When presenting a project proposal there are common mistakes to avoid and best practices to adhere to, Jennifer Bridges, PMP, explains.
Here’s a shot of the whiteboard for your reference!
In Review: How to Present a Project Proposal
The project proposal is a proposed approach to solve a problem or exploit an opportunity, noted Jennifer. It’s used at project kickoff and coordinates resources.
When writing the project proposal, Jennifer outlines the form (and encouraged you to use one of the many templates out there), which can be broken down into executive summary, background and proposal.
But it’s the presentation that she focused on, and cautioned against these traps:
- Lacking preparation and confidence
- Asking the sponsor for a solution
- Providing too many options
- Not providing next steps
What you want to do is as follows:
- Start with the end in mind
- Know who your presenting to and what style they respond to
- Set a vision
- Define success criteria
- Get buy-in and sign-off immediately
- Make sure authorized approvers are there
Pro-Tip: One thing to remember when writing and presenting the proposal is the power of storytelling to promote your idea. So, when writing the proposal uses the tools of storytelling: the problem is the villain, the action is your proposed project plan, and you get to be the hero.
Thanks for watching!
Today we’re talking about how to present a project proposal. With that, I wanna cover some traps and best practices, but before I do, I wanna review what a project proposal is, when we use it, and a few reminders about writing one.

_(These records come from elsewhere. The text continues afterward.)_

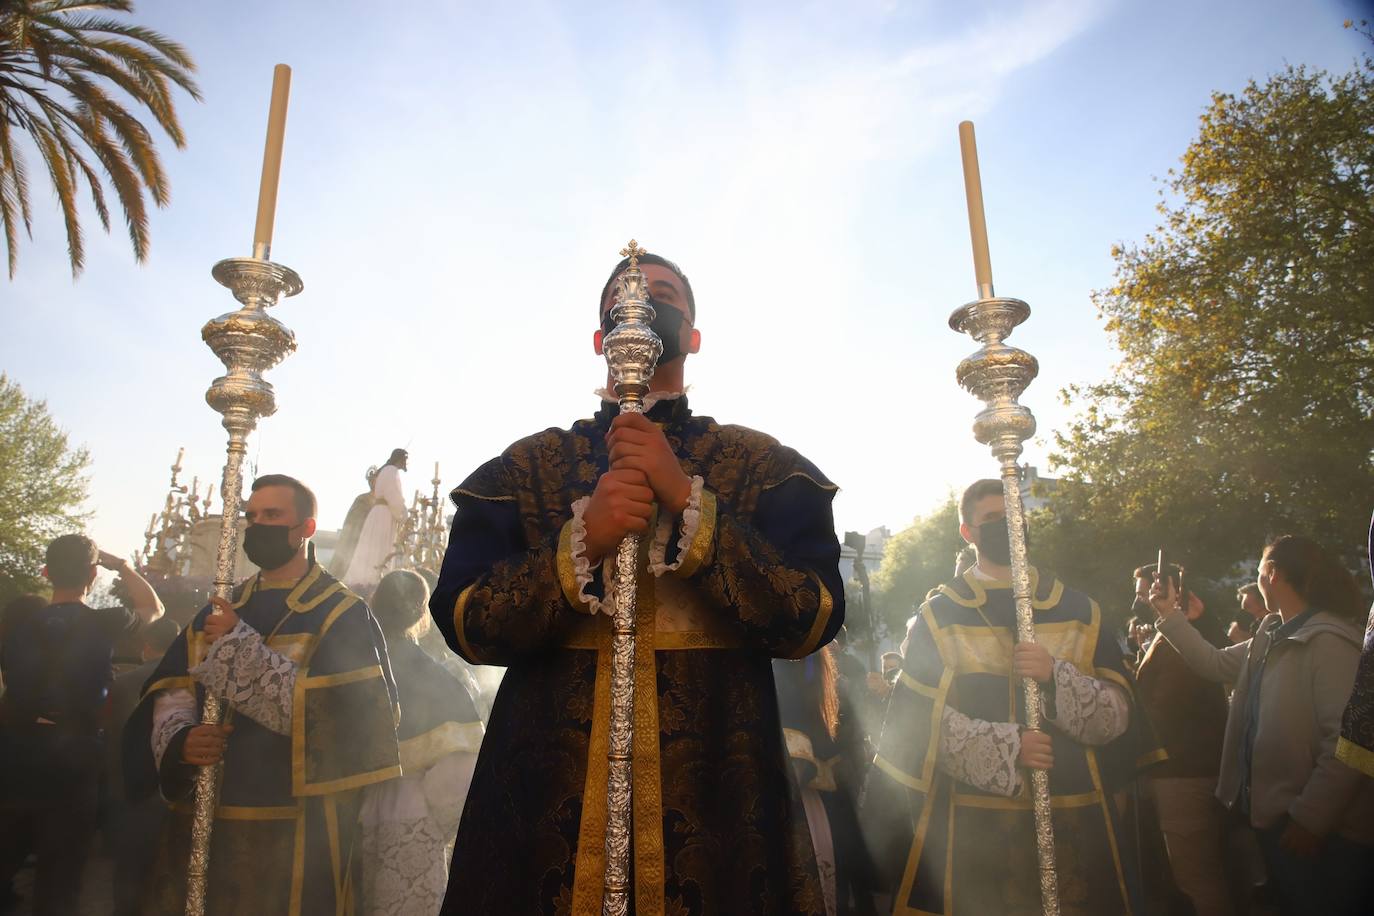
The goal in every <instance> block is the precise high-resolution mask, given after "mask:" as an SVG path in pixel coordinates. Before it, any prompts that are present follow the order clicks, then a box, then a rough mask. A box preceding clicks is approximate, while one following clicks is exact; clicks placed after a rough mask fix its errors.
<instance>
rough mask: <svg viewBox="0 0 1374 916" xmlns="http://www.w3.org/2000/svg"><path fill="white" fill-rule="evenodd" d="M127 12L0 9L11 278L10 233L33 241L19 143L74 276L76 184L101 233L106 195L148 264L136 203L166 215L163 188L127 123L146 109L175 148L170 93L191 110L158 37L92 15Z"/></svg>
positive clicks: (107, 229)
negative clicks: (52, 195) (35, 170)
mask: <svg viewBox="0 0 1374 916" xmlns="http://www.w3.org/2000/svg"><path fill="white" fill-rule="evenodd" d="M132 11H133V3H132V1H131V0H0V225H3V227H4V235H5V246H7V250H8V258H10V276H11V277H12V276H14V272H15V265H16V264H18V257H19V229H21V228H22V229H23V232H25V233H26V235H29V236H30V238H32V217H33V210H32V207H30V201H29V169H27V162H26V159H25V155H23V151H22V150H21V144H19V139H21V136H23V135H27V139H29V140H30V141H32V144H33V147H34V148H36V150H37V154H38V159H40V161H41V162H43V166H44V168H45V170H47V173H48V179H49V180H51V181H52V190H54V191H55V192H56V198H58V203H59V205H60V207H62V218H63V221H65V224H66V232H67V254H69V257H70V260H71V273H73V276H76V275H78V273H80V272H81V266H82V264H84V261H85V246H84V244H82V236H81V220H80V214H78V210H77V198H78V195H80V190H81V185H82V184H85V187H87V190H88V191H89V195H91V203H92V206H93V207H95V213H96V216H98V217H99V220H100V225H102V227H104V231H106V232H109V231H110V207H109V205H107V203H106V184H109V185H110V187H111V188H113V190H114V195H115V198H117V199H118V206H120V209H121V210H122V211H124V220H125V222H126V224H128V228H129V240H131V242H132V243H133V255H135V258H137V260H139V261H143V260H144V258H146V257H147V254H148V210H147V205H146V202H144V194H147V195H148V196H151V199H153V202H154V203H155V205H158V206H166V203H168V201H169V199H170V198H169V194H170V191H169V185H168V179H166V173H165V172H164V170H162V162H161V161H159V159H158V151H157V147H155V146H154V143H153V135H151V133H150V132H148V128H147V126H144V125H143V122H140V121H139V119H137V118H136V117H135V115H133V114H132V113H131V107H133V108H137V107H142V108H146V110H147V111H148V114H151V115H153V119H154V121H155V122H157V126H159V128H161V129H162V130H164V132H165V133H166V135H168V137H170V140H172V143H173V144H176V147H177V148H181V147H184V146H185V135H184V133H183V132H181V125H180V122H179V121H177V115H176V106H174V103H173V92H174V89H177V88H180V89H183V91H184V92H187V93H188V95H190V96H191V98H192V99H196V100H199V98H201V91H199V89H198V88H196V85H195V81H194V80H192V78H191V73H192V71H194V70H195V63H194V62H192V60H191V56H190V55H188V54H187V51H185V48H183V47H181V45H180V44H177V43H174V41H172V40H170V38H166V37H165V36H162V34H159V33H157V32H154V30H151V29H144V27H142V26H137V25H132V23H129V22H124V21H121V19H115V18H110V16H109V15H103V14H111V12H115V14H124V12H132Z"/></svg>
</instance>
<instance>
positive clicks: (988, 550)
mask: <svg viewBox="0 0 1374 916" xmlns="http://www.w3.org/2000/svg"><path fill="white" fill-rule="evenodd" d="M978 556H981V558H984V559H987V560H988V562H989V563H996V564H998V566H1011V536H1010V533H1009V531H1007V519H1004V518H1000V519H992V520H991V522H984V523H982V525H980V526H978Z"/></svg>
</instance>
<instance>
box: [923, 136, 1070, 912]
mask: <svg viewBox="0 0 1374 916" xmlns="http://www.w3.org/2000/svg"><path fill="white" fill-rule="evenodd" d="M959 139H960V146H962V148H963V174H965V184H966V190H967V196H969V228H970V232H971V236H973V261H974V275H976V279H977V283H978V299H977V301H976V302H969V304H967V305H963V306H960V308H958V309H955V312H954V314H951V316H949V327H951V328H954V330H955V331H958V332H960V334H967V335H970V336H971V338H973V339H974V341H977V342H978V343H981V345H982V347H981V349H980V350H978V352H977V353H974V354H973V356H969V357H966V358H965V360H963V361H962V363H959V368H958V369H956V371H955V376H956V378H958V379H959V385H960V386H963V387H965V389H966V390H967V391H969V393H971V394H973V396H974V397H977V398H978V400H980V401H982V402H984V405H985V407H984V409H982V411H981V412H980V413H978V416H977V417H976V419H974V422H973V435H974V438H977V439H978V442H982V444H984V445H987V446H989V448H991V450H992V456H993V457H995V459H998V463H999V464H1000V470H1002V499H1003V503H1004V504H1006V512H1007V534H1009V537H1010V541H1011V595H1013V597H1014V599H1015V603H1017V641H1018V643H1033V641H1035V618H1033V615H1032V614H1033V611H1032V607H1031V566H1029V563H1028V562H1026V538H1025V533H1026V526H1025V503H1024V501H1022V497H1021V468H1020V466H1018V464H1017V459H1018V457H1021V444H1022V442H1025V441H1026V439H1028V438H1031V437H1032V435H1035V416H1033V415H1032V413H1031V411H1029V408H1026V407H1024V405H1022V404H1020V402H1018V401H1017V398H1018V397H1021V393H1022V391H1025V390H1026V386H1029V385H1031V382H1032V379H1035V376H1036V375H1037V374H1039V372H1040V364H1039V363H1036V358H1035V357H1033V356H1031V354H1029V353H1026V352H1025V350H1018V349H1017V347H1014V346H1007V345H1006V343H1003V341H1004V339H1006V338H1007V336H1010V334H1011V330H1013V328H1014V327H1017V325H1018V324H1021V323H1022V321H1025V320H1026V319H1028V317H1029V316H1031V306H1029V305H1026V304H1025V302H1022V301H1021V299H1009V298H1004V297H998V295H996V294H995V293H993V288H992V258H991V257H989V255H988V229H987V220H985V218H984V213H982V183H981V179H980V174H978V152H977V146H976V144H974V136H973V124H971V122H969V121H965V122H963V124H960V125H959ZM1021 684H1022V687H1024V688H1025V720H1026V728H1028V729H1031V731H1036V732H1039V731H1040V684H1037V683H1036V681H1035V678H1032V677H1024V678H1021ZM1031 790H1032V799H1033V806H1035V843H1036V857H1037V858H1039V864H1040V904H1041V908H1043V911H1044V913H1046V916H1059V878H1058V872H1057V871H1055V861H1054V860H1055V856H1054V821H1052V814H1051V810H1052V809H1051V806H1050V773H1048V772H1047V770H1043V769H1032V770H1031Z"/></svg>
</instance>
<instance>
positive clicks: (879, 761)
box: [872, 667, 954, 801]
mask: <svg viewBox="0 0 1374 916" xmlns="http://www.w3.org/2000/svg"><path fill="white" fill-rule="evenodd" d="M952 683H954V670H952V669H949V667H945V669H944V673H943V674H940V685H938V687H937V688H936V696H934V698H933V699H932V702H930V739H929V740H927V742H926V753H925V755H923V757H922V765H921V776H915V775H912V773H908V772H907V770H904V769H901V768H900V766H897V765H896V764H893V762H892V761H889V759H888V758H885V757H883V755H882V754H878V755H875V757H874V758H872V762H874V765H875V766H877V768H878V769H881V770H882V772H883V773H886V775H888V776H890V777H892V779H894V780H896V781H899V783H901V784H903V786H905V787H907V788H914V790H915V791H918V792H929V791H930V784H932V780H933V779H934V770H936V758H937V757H938V754H940V732H941V724H943V718H944V707H945V698H947V696H948V694H949V684H952ZM927 801H929V799H927Z"/></svg>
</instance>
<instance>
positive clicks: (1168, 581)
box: [1150, 536, 1374, 916]
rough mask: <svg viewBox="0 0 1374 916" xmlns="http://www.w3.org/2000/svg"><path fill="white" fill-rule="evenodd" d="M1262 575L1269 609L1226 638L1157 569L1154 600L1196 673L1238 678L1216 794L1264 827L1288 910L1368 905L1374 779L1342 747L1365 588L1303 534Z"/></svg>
mask: <svg viewBox="0 0 1374 916" xmlns="http://www.w3.org/2000/svg"><path fill="white" fill-rule="evenodd" d="M1256 585H1257V586H1259V591H1260V595H1261V596H1263V597H1264V606H1265V607H1267V608H1268V611H1270V612H1268V615H1267V617H1265V618H1264V619H1263V621H1261V622H1260V626H1259V630H1257V632H1256V634H1254V636H1253V637H1252V639H1249V640H1246V641H1243V643H1239V644H1237V645H1230V647H1227V648H1217V647H1215V645H1212V644H1210V643H1208V641H1206V639H1204V637H1202V634H1201V633H1198V632H1197V630H1195V629H1194V628H1193V625H1191V623H1189V621H1187V614H1186V612H1184V610H1183V608H1182V607H1180V602H1179V596H1178V589H1176V588H1175V586H1173V582H1172V581H1171V580H1169V577H1162V578H1160V577H1158V575H1156V580H1154V584H1153V586H1151V588H1150V604H1151V607H1153V608H1154V610H1156V612H1157V614H1158V615H1160V623H1158V629H1160V633H1161V634H1162V636H1164V639H1167V640H1168V641H1169V644H1171V645H1172V647H1173V648H1176V650H1178V651H1179V654H1180V655H1182V656H1183V659H1184V661H1186V662H1187V663H1189V666H1190V667H1191V669H1193V670H1194V672H1195V673H1197V674H1200V676H1202V677H1205V678H1206V680H1212V681H1219V683H1231V684H1235V694H1234V696H1232V700H1231V710H1230V714H1228V717H1227V724H1226V737H1224V742H1223V747H1221V769H1220V775H1219V779H1217V787H1216V795H1217V798H1219V799H1220V801H1221V803H1223V805H1226V806H1227V808H1228V809H1231V810H1234V812H1238V813H1239V814H1242V816H1245V817H1248V818H1249V821H1250V824H1252V825H1253V827H1254V829H1256V832H1257V834H1259V840H1260V847H1261V850H1263V853H1264V861H1265V867H1267V869H1268V872H1270V880H1271V883H1272V884H1274V887H1275V890H1276V893H1278V897H1279V909H1281V912H1282V913H1283V916H1292V915H1303V913H1322V915H1323V916H1341V915H1344V913H1349V915H1352V916H1353V915H1355V913H1364V912H1369V901H1370V894H1371V893H1374V868H1371V865H1374V781H1371V780H1370V779H1369V777H1367V776H1364V775H1362V773H1359V772H1358V770H1355V769H1351V768H1349V766H1347V765H1345V764H1342V762H1340V761H1338V759H1337V758H1336V746H1337V739H1338V736H1340V726H1341V713H1342V711H1344V709H1345V700H1347V698H1348V696H1349V694H1351V687H1352V684H1353V683H1355V669H1356V665H1358V663H1359V652H1360V628H1359V625H1358V623H1356V622H1355V621H1356V619H1362V618H1363V607H1362V600H1360V595H1359V589H1358V586H1356V584H1355V578H1353V577H1352V575H1351V574H1349V571H1348V570H1345V567H1344V566H1342V564H1341V563H1340V560H1338V559H1337V558H1336V556H1333V555H1331V553H1329V552H1327V551H1325V549H1323V548H1322V547H1320V545H1318V544H1316V542H1315V541H1311V540H1308V538H1305V537H1294V536H1283V537H1279V538H1278V540H1275V541H1274V542H1271V544H1270V545H1268V547H1265V548H1264V553H1263V556H1261V558H1260V566H1259V575H1257V578H1256ZM1189 602H1190V606H1191V604H1193V603H1198V604H1201V602H1198V599H1197V597H1195V596H1190V599H1189Z"/></svg>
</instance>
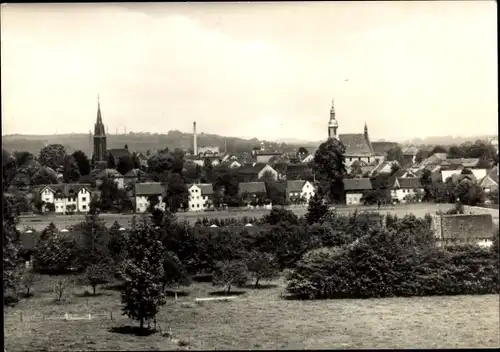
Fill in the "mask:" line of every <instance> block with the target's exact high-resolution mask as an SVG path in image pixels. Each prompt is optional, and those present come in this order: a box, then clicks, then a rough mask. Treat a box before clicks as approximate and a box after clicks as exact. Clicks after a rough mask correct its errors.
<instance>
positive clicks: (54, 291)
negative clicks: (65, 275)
mask: <svg viewBox="0 0 500 352" xmlns="http://www.w3.org/2000/svg"><path fill="white" fill-rule="evenodd" d="M71 283H72V280H71V279H69V278H66V277H60V278H59V279H57V281H56V282H55V283H54V294H55V295H56V298H55V301H56V302H62V300H63V297H64V294H65V293H66V291H67V289H68V288H69V287H70V285H71Z"/></svg>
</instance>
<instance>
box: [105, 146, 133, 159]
mask: <svg viewBox="0 0 500 352" xmlns="http://www.w3.org/2000/svg"><path fill="white" fill-rule="evenodd" d="M107 152H108V154H110V155H112V156H113V157H115V158H116V159H119V158H121V157H124V156H132V155H131V154H130V152H129V151H128V149H125V148H120V149H108V150H107Z"/></svg>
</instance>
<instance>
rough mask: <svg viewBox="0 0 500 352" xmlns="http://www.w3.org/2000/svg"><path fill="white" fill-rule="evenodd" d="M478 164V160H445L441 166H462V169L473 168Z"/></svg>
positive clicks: (454, 159) (463, 158) (471, 158)
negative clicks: (455, 165) (466, 167)
mask: <svg viewBox="0 0 500 352" xmlns="http://www.w3.org/2000/svg"><path fill="white" fill-rule="evenodd" d="M478 163H479V158H452V159H446V160H445V161H444V163H443V165H462V166H464V167H474V166H477V164H478Z"/></svg>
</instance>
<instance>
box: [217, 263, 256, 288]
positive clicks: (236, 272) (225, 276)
mask: <svg viewBox="0 0 500 352" xmlns="http://www.w3.org/2000/svg"><path fill="white" fill-rule="evenodd" d="M248 279H249V273H248V269H247V266H246V264H245V262H243V261H241V260H233V261H220V262H217V263H216V265H215V270H214V273H213V281H212V284H213V285H214V286H222V287H225V288H226V293H229V292H230V291H231V287H232V286H233V285H236V286H242V285H244V284H245V283H246V282H247V281H248Z"/></svg>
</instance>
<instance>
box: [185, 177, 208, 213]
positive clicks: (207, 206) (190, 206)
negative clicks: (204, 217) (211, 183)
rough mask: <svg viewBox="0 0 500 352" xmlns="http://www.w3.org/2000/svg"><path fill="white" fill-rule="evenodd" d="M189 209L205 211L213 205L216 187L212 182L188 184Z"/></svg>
mask: <svg viewBox="0 0 500 352" xmlns="http://www.w3.org/2000/svg"><path fill="white" fill-rule="evenodd" d="M188 191H189V202H188V204H189V211H204V210H206V209H211V208H212V207H213V198H212V197H213V195H214V189H213V185H212V184H211V183H194V184H191V185H189V186H188Z"/></svg>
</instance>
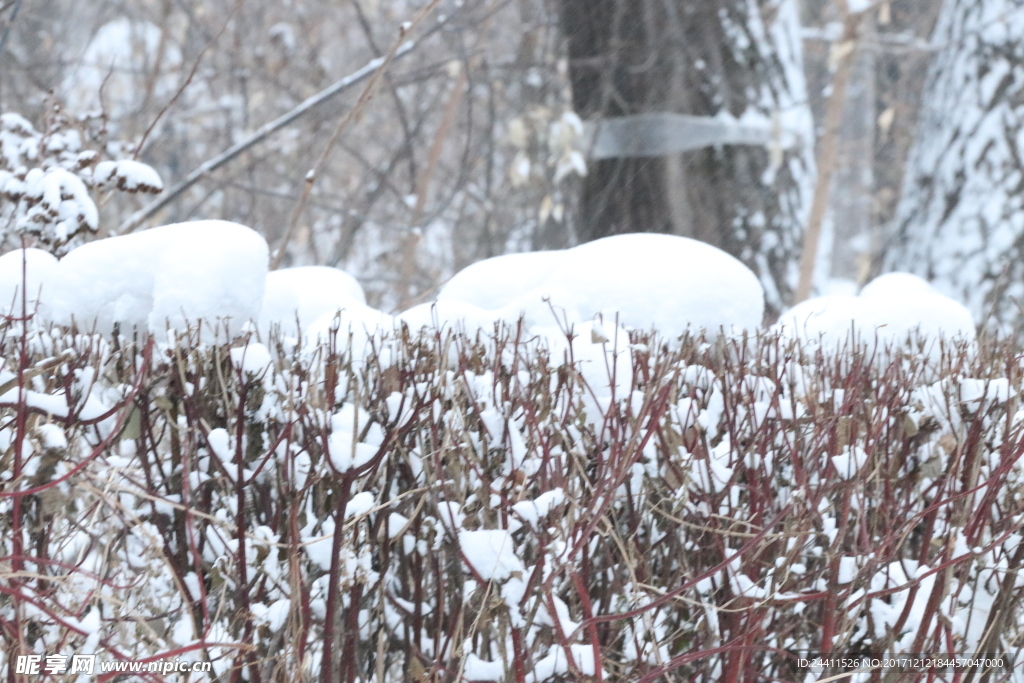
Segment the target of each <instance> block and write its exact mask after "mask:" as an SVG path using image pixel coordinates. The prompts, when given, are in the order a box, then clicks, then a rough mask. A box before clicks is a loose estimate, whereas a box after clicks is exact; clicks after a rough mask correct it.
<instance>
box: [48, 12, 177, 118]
mask: <svg viewBox="0 0 1024 683" xmlns="http://www.w3.org/2000/svg"><path fill="white" fill-rule="evenodd" d="M163 33H164V30H162V29H161V28H160V27H158V26H157V25H155V24H152V23H150V22H135V20H132V19H129V18H127V17H120V18H116V19H114V20H112V22H109V23H108V24H104V25H103V26H101V27H100V28H99V30H98V31H97V32H96V35H95V36H94V37H93V38H92V40H91V42H89V44H88V46H87V47H86V49H85V52H84V53H83V54H82V57H81V62H80V63H79V65H78V67H77V68H76V69H74V70H72V71H70V72H69V73H68V75H67V77H66V78H65V80H63V83H62V86H61V90H62V91H63V96H65V100H66V101H67V103H68V106H69V109H70V111H73V112H78V113H87V112H93V111H98V110H100V109H101V108H102V109H103V111H105V113H106V114H108V115H109V116H111V117H112V118H114V119H118V118H120V117H122V116H126V115H129V114H132V113H134V110H135V108H137V106H138V104H139V103H141V101H142V97H144V95H145V92H146V87H145V78H146V76H147V75H148V74H151V73H152V68H153V66H154V65H156V63H158V61H159V62H160V63H161V65H162V66H163V68H164V73H163V74H161V75H159V77H158V78H157V79H156V81H155V82H154V84H153V92H154V94H155V95H156V96H157V97H159V98H160V99H166V98H167V97H169V96H170V95H173V94H174V91H175V89H176V88H177V85H178V84H177V82H176V81H177V78H176V76H175V75H174V74H173V73H169V72H173V71H175V70H177V69H179V68H180V66H181V53H180V51H179V50H178V49H177V47H176V46H175V45H174V44H173V43H172V42H170V41H166V42H164V43H163V44H164V48H163V49H164V54H163V55H160V58H159V59H158V52H159V50H160V48H161V44H162V41H161V37H162V35H163ZM100 93H102V101H100V99H99V95H100Z"/></svg>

So what is a project proposal? It presents a proposed approach to solve a problem or sees an opportunity. It also outlines the implications if it’s not done.
So when do we use it? We use it at the project kick-off, and it’s used to coordinate resources, whether they’re human resources or material resources, task, equipment, raw materials that are needed in a specific timeframe.
So a few reminders about when we write one. First of all, I recommend using a template. There are several things that you generally include in the proposal, and here are the three things. The executive summary, the background, and the proposal.
So in the background, you’re including a little bit about the history, the problem or the opportunity, the requirements and the solution that you’re proposing.
The proposal includes the vision and goals, deliverables, timeframe, resources, the budget ownership as well as the reporting, including the issues and risk as well as the implications.
And I also wanna point out the success criteria and the authorization required. So let’s review a few of the traps. I like to call them the lacks.
The lack of preparation. You wanna be sure to prepare for presenting. You wanna ensure that you have everything written out, that you have it documented, the data that you need, and a real, clear, concise solution that you’re presenting.
You also want to ensure that you have the confidence. You’re presenting to a group of people who are looking to you for the solution to either, again, a problem or an opportunity.
Also the lack of time. You wanna be sure to practice and prepare so that you have enough time. You don’t wanna wait to the end and run out of time where maybe you haven’t been able to leave with the approvals or the signoffs that you need.
Also, another trap can be asking the sponsor for the solution. It’s different than asking for a consensus or input or feedback, but you don’t want to be asking them to provide the solution. That’s what they’re looking for you to present.
Also, another trap is providing too many options. If you provide too many options, it could be another point of confusion and then leave with no decision. Also another trap is leaving the people that you’re presenting to hanging without providing the next steps.
Let’s talk about the best practices. So first of all, start with the end in mind. At the end of your presentation, what would you have them do?
Know who is going to be present and what their styles are. Know if they’re more strategic in their thinking or more analytical. Know if they’re more visual or need more data, and be sure to have that in your presentation.
Also, set a vision for them. Let them know what it’s going to look like in the end after this solution has been implemented.
Also, define your success criteria. Be very clear on what you need or what this project needs to succeed.
Also, get the buy-in and sign off then and there. If the people who are present leave and they get in their day and maybe time goes by, they’re going to forget what was said, what was agreed to, and a few specifics.
You also wanna ensure that the authorized approvers or signors are present so that you can get the signature then and there.